Bruce Brown, president of ashwagandha supplier Natreon (New Brunswick, NJ), says that ashwagandha has been the subject of numerous clinical studies that have proven its efficacy as an adaptogen. One such study, a randomized, double-blind, placebo-controlled clinical trial on Natreon’s Sensoril-brand ashwagandha, examined the effects of ashwagandha supplementation on strength training performance in 38 active men between the ages of 18 and 45. Participants were randomly assigned to receive either 500 mg of Sensoril per day (n=19) or a matching placebo (n=19). The participants were assessed on body composition, muscle strength, power, endurance, and blood chemistry at baseline and after 12 weeks of resistance training. The study found that ashwagandha administration caused a 21% improvement in cycling time trial scores, as well as improvements in average squat power and peak bench press power, relative to placebo. Brown says that ashwagandha’s effects are the result of several bioactive ingredients: “Recent research into a combination of ashwagandha leaves and roots unique to Sensoril has shown that Sensoril enhances focus, reduces everyday stress, and supports a healthy immune response.

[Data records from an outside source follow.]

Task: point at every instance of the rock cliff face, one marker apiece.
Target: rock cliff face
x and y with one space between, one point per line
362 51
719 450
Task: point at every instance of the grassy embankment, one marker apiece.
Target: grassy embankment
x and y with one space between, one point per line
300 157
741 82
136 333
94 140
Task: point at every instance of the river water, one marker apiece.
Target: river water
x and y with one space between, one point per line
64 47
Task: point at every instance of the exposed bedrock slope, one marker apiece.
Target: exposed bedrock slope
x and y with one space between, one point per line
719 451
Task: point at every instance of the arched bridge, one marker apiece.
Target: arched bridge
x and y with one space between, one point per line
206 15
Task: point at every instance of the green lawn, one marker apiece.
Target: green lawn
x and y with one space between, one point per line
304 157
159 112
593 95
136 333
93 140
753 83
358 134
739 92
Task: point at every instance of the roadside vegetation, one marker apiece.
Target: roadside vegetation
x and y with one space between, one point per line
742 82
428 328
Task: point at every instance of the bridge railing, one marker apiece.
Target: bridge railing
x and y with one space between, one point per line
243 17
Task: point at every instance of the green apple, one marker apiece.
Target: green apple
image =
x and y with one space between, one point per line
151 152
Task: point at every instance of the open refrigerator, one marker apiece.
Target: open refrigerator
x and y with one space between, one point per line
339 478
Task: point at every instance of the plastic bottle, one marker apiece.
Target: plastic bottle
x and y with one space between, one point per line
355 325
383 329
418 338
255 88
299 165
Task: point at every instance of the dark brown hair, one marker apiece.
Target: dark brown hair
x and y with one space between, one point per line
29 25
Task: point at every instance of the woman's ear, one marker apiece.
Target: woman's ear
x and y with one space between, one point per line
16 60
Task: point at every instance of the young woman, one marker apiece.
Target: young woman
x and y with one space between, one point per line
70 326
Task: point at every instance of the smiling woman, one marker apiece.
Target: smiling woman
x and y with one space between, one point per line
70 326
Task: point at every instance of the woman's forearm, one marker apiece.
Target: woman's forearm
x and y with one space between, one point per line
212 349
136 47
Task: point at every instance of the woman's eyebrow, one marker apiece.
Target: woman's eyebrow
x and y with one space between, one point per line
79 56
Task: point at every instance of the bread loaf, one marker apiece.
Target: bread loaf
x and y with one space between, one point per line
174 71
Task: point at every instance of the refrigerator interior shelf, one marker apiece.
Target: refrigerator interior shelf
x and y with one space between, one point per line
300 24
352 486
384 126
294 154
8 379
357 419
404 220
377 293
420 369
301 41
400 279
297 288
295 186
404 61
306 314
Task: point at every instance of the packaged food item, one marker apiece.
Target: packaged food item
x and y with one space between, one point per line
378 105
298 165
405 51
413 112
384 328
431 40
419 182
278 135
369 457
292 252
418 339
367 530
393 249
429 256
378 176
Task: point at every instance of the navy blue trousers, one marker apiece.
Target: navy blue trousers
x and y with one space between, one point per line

As tradition holds, combining both ashwagandha leaves and roots provides a full-spectrum extract [like the one] traditionally used in Ayurveda.” Shilajit Extract Maintains Muscle Strength. One herbal resin found in the Himalayas has a lengthy history in traditional Indian medicine as an antiaging compound. Now, clinical research is validating its use as a strength enhancer.

A randomized, placebo-controlled clinical trial involving Natreon’s PrimaVie-brand shilajit followed 63 active men for eight weeks. Participants were supplemented with either 250 mg (n=21) or 500 mg (n=21) of PrimaVie, or a matching placebo (n=21), per day.